We find that AFFS is an appropriate technique to apply when an effective fitness function does not already exist for the targeted goal. However, AFFS requires a reward function that is fast to calculate, or requires additional time for test generation. Further, the effect of AFFS is limited by the span of fitness functions available to choose from. If none of the chosen functions correlate to the goal of interest, then improvements in goal attainment will be limited.

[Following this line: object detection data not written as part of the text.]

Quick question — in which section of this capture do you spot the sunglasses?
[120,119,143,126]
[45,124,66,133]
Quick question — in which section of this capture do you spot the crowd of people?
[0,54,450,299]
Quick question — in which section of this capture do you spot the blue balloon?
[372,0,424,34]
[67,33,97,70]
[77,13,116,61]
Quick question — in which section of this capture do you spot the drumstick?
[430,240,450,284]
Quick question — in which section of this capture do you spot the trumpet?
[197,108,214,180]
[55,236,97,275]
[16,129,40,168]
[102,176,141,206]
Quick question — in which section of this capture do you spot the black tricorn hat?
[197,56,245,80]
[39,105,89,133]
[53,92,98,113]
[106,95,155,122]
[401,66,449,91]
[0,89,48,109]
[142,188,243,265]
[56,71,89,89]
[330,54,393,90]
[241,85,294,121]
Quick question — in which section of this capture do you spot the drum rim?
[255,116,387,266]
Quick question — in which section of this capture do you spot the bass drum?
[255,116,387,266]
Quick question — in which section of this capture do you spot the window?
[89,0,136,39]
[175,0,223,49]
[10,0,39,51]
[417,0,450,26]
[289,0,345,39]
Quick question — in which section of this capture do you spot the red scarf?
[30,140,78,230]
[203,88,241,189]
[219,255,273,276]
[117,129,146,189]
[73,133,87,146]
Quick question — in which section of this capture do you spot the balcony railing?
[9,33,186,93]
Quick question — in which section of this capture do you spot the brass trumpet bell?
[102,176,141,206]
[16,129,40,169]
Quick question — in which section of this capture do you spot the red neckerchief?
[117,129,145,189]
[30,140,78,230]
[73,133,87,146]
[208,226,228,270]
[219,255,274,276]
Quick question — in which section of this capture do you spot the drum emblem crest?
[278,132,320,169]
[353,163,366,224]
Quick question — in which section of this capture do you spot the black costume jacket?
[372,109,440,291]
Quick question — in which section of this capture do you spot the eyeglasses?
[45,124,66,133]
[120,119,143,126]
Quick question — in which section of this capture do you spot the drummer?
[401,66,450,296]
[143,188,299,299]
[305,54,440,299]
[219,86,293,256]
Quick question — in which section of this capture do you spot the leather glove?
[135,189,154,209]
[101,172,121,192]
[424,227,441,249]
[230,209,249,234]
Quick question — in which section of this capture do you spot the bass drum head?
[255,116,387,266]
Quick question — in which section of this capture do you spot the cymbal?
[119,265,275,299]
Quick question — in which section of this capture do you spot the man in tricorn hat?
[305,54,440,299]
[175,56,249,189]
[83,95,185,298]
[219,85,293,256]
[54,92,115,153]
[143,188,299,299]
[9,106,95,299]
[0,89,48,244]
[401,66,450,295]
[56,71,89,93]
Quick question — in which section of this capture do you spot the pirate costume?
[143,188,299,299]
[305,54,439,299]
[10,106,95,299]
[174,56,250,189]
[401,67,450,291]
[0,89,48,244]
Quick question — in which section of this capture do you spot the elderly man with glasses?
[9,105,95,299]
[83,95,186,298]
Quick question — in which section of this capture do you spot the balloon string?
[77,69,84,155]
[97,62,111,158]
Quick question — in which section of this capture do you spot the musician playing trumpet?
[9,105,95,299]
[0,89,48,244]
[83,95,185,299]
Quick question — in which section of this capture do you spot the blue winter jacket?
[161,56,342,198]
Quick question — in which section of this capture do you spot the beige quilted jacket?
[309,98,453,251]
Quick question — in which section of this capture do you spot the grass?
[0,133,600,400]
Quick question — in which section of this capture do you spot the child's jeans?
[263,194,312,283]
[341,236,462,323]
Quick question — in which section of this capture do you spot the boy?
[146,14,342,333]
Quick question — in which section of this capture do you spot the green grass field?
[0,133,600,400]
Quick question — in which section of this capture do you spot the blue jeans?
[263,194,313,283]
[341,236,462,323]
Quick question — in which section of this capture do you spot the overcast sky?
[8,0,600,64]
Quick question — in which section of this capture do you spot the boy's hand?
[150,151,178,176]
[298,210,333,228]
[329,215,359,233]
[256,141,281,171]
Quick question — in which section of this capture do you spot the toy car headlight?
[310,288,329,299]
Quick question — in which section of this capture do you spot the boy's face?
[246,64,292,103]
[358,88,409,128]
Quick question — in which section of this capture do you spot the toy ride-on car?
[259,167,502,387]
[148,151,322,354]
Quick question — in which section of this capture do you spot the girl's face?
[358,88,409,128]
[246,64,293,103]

While reinforcement learning adds overhead to test generation, EvoSuiteFIT is often faster than the default static configuration because the ability to avoid calculation of unhelpful fitness functions mitigates this overhead. Further, feedback from effective fitness functions can help control computational costs. Additionally, the ability to adjust the fitness functions at regular intervals allows EvoSuiteFIT to make strategic choices that refine the test suite and allows us to attain a deeper understanding of the properties that link to goal attainment and how fitness functions can work together to imbue those properties. Fitness function combinations that are ineffective in a static context may be effective when used by AFFS to diversify a pre-evolved population of suites.

The use of AFFS allows EvoSuiteFIT to identify combinations of fitness functions effective at achieving our testing goals, and strategically vary that set of functions throughout the ongoing generation process. We hypothesize that other goals without known effective fitness function representations could also be maximized in a similar manner. We make EvoSuiteFIT available to others for use in test generation research or practice.

In future work, we plan apply AFFS to new goals and testing scenarios (e.g., system testing) and integrate it into metaheuristic algorithms beyond standard Genetic Algorithms. We also will perform expanded empirical studies to better understand the relationship between AFFS and fault detection and how the staggered application of fitness functions can improve goal attainment and suite effectiveness. We will also explore the generation of new fitness functions—i.e., a generative hyperheuristic rather than a selective one—and how learned policies can be transferred to new classes and systems. Finally, we will examine the application of AFFS to multiple high-level goals simultaneously.